Capítulo 5

Nadie de la parte alta de Estocolmo sabía lo siguiente de Johan Westlund, alias JW, el pijo más pijo de todos los pijos. Era un ciudadano normal, un perdedor, un triste suequito medio. Era un pufo, un engaño que jugaba un doble juego a lo grande: llevaba una vida de lujo con los chicos de dos a tres días por semana mientras que el resto del tiempo tenía que racanear al máximo para que le cuadraran las cuentas.

JW fingía ser un megapijo. En realidad era un muerto de hambre. Comía pasta con kétchup cinco días a la semana, nunca iba al cine, se colaba en el transporte público, se llevaba el papel higiénico de los baños de la universidad, mangaba comida en el supermercado ICA y calcetines Burlington en NK[16], se cortaba el pelo él mismo, compraba su ropa de marca de segunda mano y se colaba gratis en el gimnasio SATS, cuando la chica de recepción no se daba cuenta. Vivía como huésped en casa de una tal señora Reuterskiöld. Justo eso sí que lo sabían Putte, Fredrik, Nippe y los otros chicos. Que vivía realquilado era lo único que no había podido ocultar de su verdadera situación. En cierto modo lo aceptaban.
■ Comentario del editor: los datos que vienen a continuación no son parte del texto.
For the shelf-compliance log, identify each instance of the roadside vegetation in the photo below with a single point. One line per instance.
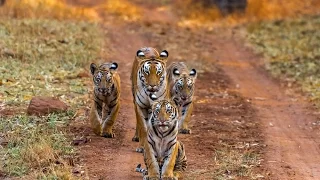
(292, 51)
(42, 57)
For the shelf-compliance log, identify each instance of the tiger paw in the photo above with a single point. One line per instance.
(185, 131)
(140, 150)
(150, 178)
(135, 139)
(169, 178)
(108, 135)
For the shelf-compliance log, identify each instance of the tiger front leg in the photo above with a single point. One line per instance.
(151, 163)
(95, 119)
(185, 119)
(108, 122)
(169, 163)
(142, 129)
(136, 135)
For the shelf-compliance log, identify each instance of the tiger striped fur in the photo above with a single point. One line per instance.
(106, 102)
(181, 82)
(149, 79)
(164, 155)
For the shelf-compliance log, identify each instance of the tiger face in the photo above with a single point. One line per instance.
(103, 77)
(184, 84)
(164, 115)
(152, 72)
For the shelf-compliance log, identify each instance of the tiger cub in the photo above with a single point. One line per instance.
(181, 82)
(106, 102)
(164, 155)
(148, 79)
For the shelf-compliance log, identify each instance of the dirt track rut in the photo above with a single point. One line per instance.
(292, 146)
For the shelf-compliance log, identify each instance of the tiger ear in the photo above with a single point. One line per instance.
(164, 54)
(153, 97)
(193, 73)
(140, 54)
(176, 72)
(93, 68)
(114, 66)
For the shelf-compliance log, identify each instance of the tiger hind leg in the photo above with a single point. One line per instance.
(184, 129)
(136, 135)
(107, 125)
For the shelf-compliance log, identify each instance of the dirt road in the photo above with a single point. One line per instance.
(236, 104)
(293, 146)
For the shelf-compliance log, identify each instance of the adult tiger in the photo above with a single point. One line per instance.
(181, 82)
(164, 155)
(106, 102)
(148, 78)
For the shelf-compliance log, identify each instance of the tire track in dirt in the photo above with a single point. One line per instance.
(293, 148)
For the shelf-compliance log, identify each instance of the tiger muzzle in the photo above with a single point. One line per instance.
(152, 88)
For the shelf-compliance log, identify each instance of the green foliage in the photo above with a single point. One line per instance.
(44, 57)
(292, 48)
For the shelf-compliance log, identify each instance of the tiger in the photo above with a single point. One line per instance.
(181, 84)
(106, 98)
(164, 155)
(149, 78)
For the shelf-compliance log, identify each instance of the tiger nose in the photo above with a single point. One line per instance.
(152, 88)
(102, 90)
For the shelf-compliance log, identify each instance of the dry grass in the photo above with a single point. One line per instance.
(42, 57)
(61, 10)
(121, 8)
(36, 148)
(196, 15)
(56, 9)
(291, 48)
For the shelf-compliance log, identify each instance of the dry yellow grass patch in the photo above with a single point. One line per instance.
(196, 15)
(61, 10)
(121, 8)
(57, 9)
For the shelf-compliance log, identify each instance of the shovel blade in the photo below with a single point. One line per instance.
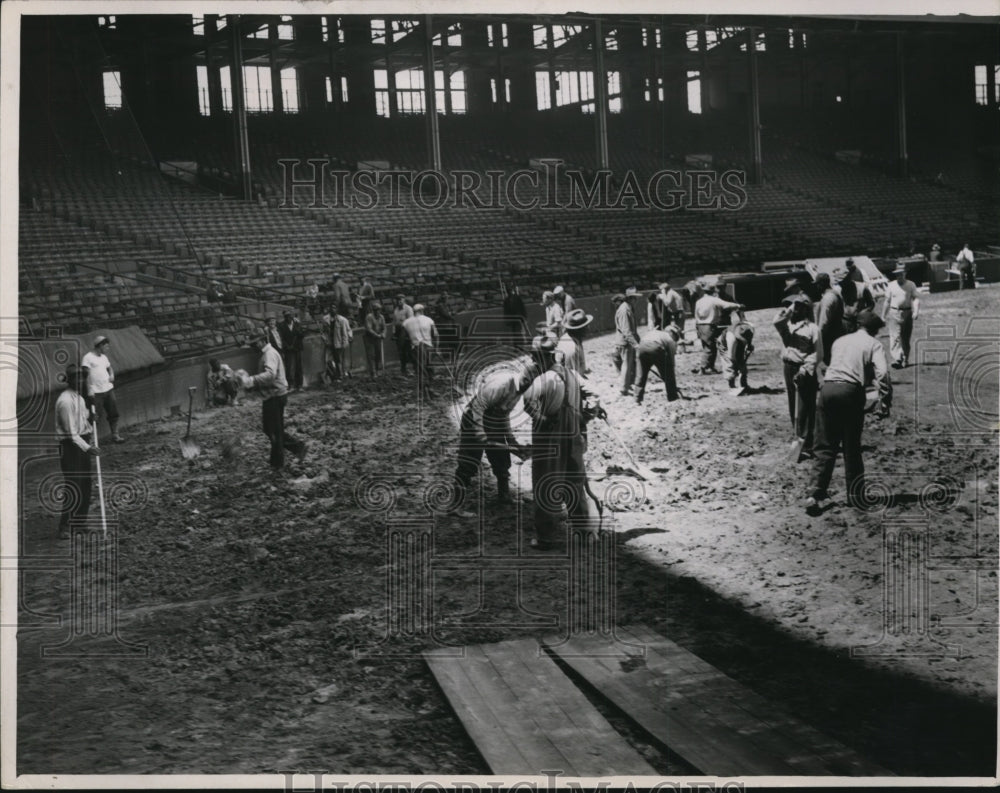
(189, 449)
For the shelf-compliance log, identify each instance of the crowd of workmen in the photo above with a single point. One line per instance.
(835, 370)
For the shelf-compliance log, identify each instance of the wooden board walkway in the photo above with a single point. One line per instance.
(716, 724)
(527, 717)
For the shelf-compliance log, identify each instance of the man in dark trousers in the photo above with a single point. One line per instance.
(516, 315)
(290, 331)
(830, 317)
(856, 362)
(856, 296)
(485, 428)
(273, 387)
(75, 433)
(657, 348)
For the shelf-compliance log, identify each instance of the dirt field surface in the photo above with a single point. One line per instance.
(253, 630)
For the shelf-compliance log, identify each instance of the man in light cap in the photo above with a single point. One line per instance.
(856, 295)
(566, 303)
(101, 384)
(857, 361)
(74, 433)
(626, 340)
(400, 314)
(485, 428)
(560, 408)
(708, 322)
(273, 387)
(553, 312)
(830, 316)
(657, 348)
(423, 337)
(571, 343)
(799, 357)
(900, 307)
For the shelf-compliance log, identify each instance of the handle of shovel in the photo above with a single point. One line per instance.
(191, 390)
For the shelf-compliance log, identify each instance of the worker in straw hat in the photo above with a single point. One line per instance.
(560, 408)
(571, 343)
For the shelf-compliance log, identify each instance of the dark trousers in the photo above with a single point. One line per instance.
(293, 367)
(274, 428)
(470, 450)
(663, 360)
(709, 336)
(801, 404)
(78, 478)
(840, 417)
(107, 406)
(403, 350)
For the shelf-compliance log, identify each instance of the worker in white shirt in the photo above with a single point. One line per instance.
(900, 308)
(74, 433)
(708, 321)
(965, 261)
(423, 337)
(101, 384)
(857, 362)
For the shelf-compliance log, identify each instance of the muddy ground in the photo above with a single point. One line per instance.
(251, 609)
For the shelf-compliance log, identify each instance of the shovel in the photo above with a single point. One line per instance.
(189, 448)
(641, 471)
(795, 448)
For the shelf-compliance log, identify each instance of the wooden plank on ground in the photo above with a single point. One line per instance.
(716, 724)
(526, 717)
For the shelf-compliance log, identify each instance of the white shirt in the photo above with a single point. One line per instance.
(72, 418)
(100, 378)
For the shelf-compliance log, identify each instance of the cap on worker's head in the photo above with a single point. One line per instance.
(870, 321)
(576, 319)
(545, 343)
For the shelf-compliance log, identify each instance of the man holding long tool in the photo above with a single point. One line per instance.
(560, 408)
(75, 434)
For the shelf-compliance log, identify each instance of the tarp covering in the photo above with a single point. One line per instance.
(42, 362)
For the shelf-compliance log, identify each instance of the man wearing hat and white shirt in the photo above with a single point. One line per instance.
(423, 338)
(566, 303)
(673, 303)
(900, 307)
(658, 348)
(801, 353)
(571, 343)
(560, 407)
(626, 339)
(101, 384)
(708, 322)
(400, 314)
(857, 362)
(553, 312)
(965, 261)
(75, 433)
(273, 387)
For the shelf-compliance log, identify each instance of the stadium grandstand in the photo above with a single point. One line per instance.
(374, 602)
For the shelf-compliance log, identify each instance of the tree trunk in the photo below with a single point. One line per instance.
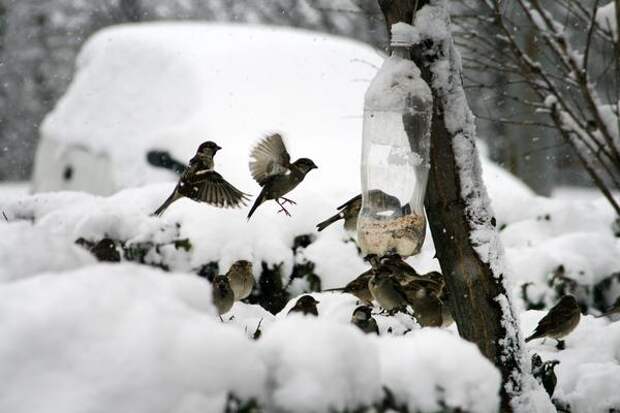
(461, 223)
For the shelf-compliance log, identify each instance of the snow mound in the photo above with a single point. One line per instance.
(318, 365)
(589, 369)
(432, 366)
(120, 338)
(172, 86)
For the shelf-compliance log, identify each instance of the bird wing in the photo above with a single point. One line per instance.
(210, 187)
(268, 158)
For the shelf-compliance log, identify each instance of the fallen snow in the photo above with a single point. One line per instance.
(91, 337)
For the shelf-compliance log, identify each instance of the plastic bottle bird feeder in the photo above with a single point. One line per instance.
(395, 159)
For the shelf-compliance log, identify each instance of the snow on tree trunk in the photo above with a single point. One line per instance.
(460, 216)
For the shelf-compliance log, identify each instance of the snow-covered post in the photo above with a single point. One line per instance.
(457, 206)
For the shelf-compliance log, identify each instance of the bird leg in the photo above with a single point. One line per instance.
(282, 208)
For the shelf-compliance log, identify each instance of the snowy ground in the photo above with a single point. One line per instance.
(143, 336)
(164, 349)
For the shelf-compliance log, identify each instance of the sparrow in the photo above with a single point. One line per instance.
(350, 210)
(358, 287)
(201, 183)
(560, 321)
(386, 290)
(272, 169)
(162, 159)
(223, 296)
(105, 250)
(362, 318)
(544, 373)
(306, 304)
(614, 309)
(347, 211)
(241, 279)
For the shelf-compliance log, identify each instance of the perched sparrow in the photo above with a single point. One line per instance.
(362, 317)
(614, 309)
(223, 296)
(427, 307)
(351, 209)
(272, 169)
(544, 373)
(560, 321)
(241, 279)
(386, 290)
(358, 287)
(162, 159)
(105, 250)
(201, 183)
(305, 305)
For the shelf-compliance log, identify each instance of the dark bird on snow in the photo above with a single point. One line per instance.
(105, 250)
(362, 318)
(241, 279)
(201, 183)
(306, 304)
(559, 322)
(271, 167)
(223, 296)
(387, 291)
(614, 309)
(544, 373)
(350, 210)
(358, 287)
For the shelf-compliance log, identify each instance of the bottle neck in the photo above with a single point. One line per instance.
(400, 51)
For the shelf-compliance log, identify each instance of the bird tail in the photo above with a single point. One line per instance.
(322, 225)
(259, 200)
(162, 159)
(173, 197)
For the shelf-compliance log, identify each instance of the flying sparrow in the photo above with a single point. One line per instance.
(362, 318)
(163, 159)
(559, 322)
(241, 279)
(306, 304)
(223, 296)
(272, 169)
(201, 183)
(358, 287)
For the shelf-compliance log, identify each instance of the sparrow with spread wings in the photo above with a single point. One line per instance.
(271, 167)
(201, 183)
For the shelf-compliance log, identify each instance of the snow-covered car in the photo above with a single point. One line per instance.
(170, 86)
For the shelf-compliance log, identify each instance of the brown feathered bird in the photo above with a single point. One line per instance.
(362, 318)
(241, 279)
(306, 304)
(201, 183)
(271, 167)
(559, 322)
(358, 287)
(223, 296)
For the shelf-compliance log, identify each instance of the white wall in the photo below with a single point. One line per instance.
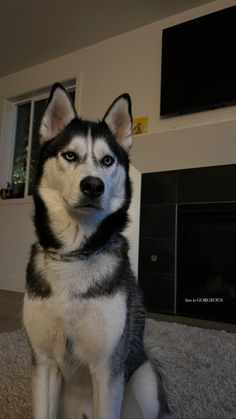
(130, 62)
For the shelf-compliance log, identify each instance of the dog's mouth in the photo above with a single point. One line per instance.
(88, 205)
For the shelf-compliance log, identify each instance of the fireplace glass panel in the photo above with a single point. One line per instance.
(206, 261)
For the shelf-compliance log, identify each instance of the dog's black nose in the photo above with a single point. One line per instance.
(92, 186)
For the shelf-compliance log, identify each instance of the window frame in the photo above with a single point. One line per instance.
(8, 137)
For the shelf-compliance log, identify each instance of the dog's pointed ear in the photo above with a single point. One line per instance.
(119, 119)
(59, 112)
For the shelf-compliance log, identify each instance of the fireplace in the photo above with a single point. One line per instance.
(187, 258)
(206, 261)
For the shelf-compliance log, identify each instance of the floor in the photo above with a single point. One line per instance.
(11, 315)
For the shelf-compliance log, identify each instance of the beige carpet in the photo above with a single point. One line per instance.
(199, 364)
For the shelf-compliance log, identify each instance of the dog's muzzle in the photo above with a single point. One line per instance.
(92, 187)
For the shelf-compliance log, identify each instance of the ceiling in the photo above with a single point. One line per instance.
(33, 31)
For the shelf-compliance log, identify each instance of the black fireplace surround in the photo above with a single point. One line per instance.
(187, 256)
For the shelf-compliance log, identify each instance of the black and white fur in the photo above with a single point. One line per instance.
(83, 312)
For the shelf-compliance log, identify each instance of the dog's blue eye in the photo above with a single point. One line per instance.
(69, 156)
(108, 160)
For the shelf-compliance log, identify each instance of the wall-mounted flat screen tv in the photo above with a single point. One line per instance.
(199, 64)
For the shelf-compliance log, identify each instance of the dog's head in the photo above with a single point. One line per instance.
(85, 164)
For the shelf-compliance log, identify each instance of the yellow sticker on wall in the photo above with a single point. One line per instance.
(140, 125)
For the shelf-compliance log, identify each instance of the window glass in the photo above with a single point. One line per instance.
(21, 144)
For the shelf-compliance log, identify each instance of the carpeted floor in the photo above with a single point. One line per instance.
(199, 365)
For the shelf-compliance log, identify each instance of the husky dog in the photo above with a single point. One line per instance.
(82, 308)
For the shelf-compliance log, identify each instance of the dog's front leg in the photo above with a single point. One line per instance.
(107, 394)
(40, 387)
(46, 391)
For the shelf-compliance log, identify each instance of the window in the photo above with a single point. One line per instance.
(28, 112)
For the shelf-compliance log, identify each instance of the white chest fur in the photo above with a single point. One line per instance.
(94, 325)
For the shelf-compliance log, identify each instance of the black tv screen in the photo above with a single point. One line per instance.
(199, 64)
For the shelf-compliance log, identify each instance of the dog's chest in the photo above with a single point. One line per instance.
(91, 326)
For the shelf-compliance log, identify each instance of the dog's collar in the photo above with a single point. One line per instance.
(76, 255)
(65, 257)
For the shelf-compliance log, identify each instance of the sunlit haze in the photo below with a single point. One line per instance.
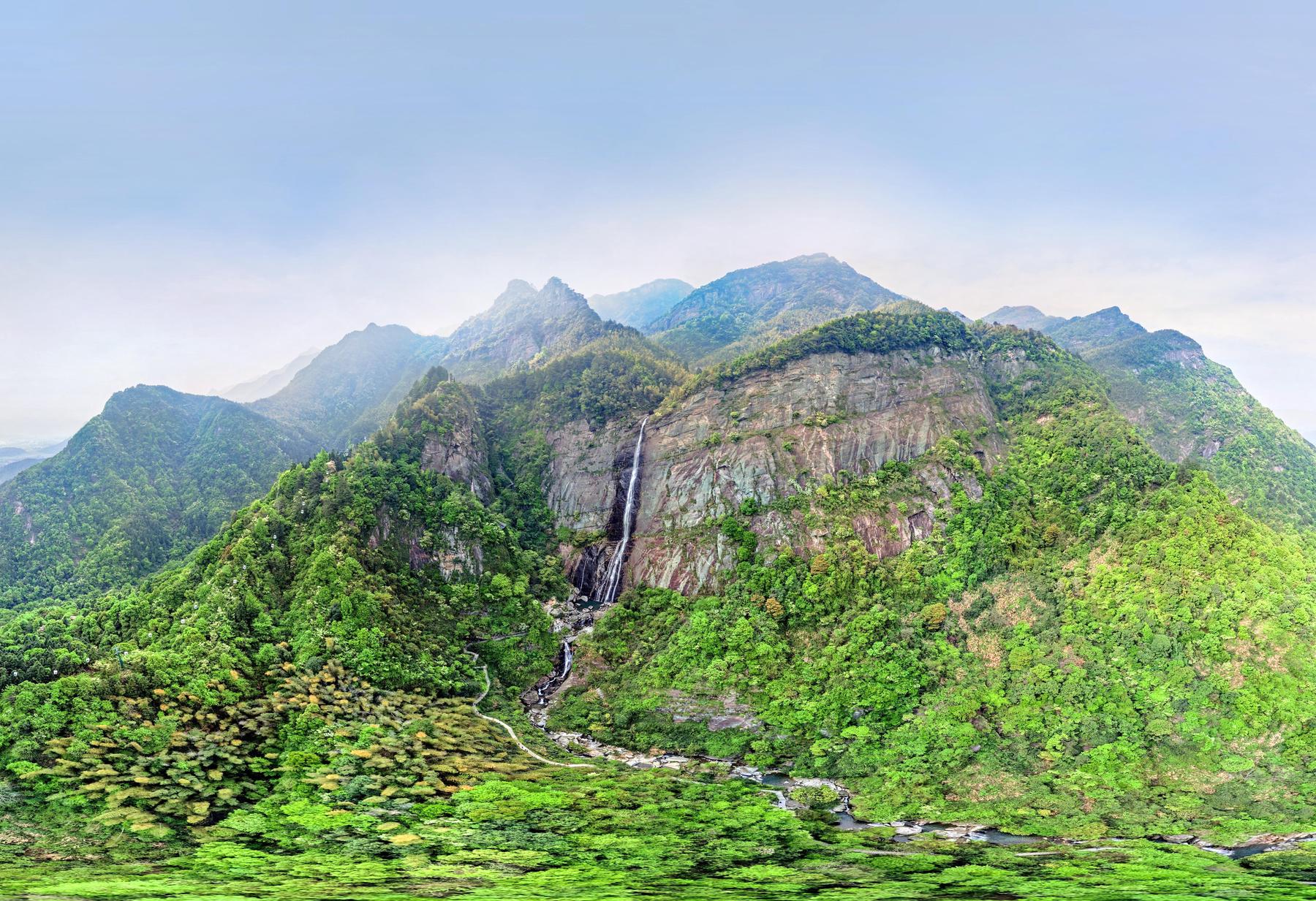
(195, 199)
JW se convirtió en un experto en estrategias de ahorro. Usaba las lentillas sólo los días en que se veía obligado a hacerlo y llevaba las lentillas de un mes de duración mucho más del tiempo máximo, hasta que los ojos le escocían. Siempre llevaba su propia bolsa cuando iba a comprar comida, se hacía su propia mezcla de muesli para el desayuno, compraba alimentos de la marca Euro-shopper[17], rellenaba botellas de Absolut con vodka barato de Alemania; milagrosamente nunca notaban nada.

Cuando nadie le veía, JW llevaba una vida mísera. Muy mísera.

La parte de los ingresos iba muy ajustada. Recibía dinero del Estado: subvención para estudios, préstamo de estudios y subvención para vivienda. Pero con sus hábitos eso no daba para mucho. Le salvaba su trabajo extra: taxista ilegal.

Era difícil cuadrar los números. En una noche se ventilaba con los chicos fácilmente dos mil coronas. En una buena noche con el taxi se sacaba con suerte la misma cantidad. Sus ventajas como conductor: era joven, sueco y con buena pinta. Todos se atrevían a subirse con JW.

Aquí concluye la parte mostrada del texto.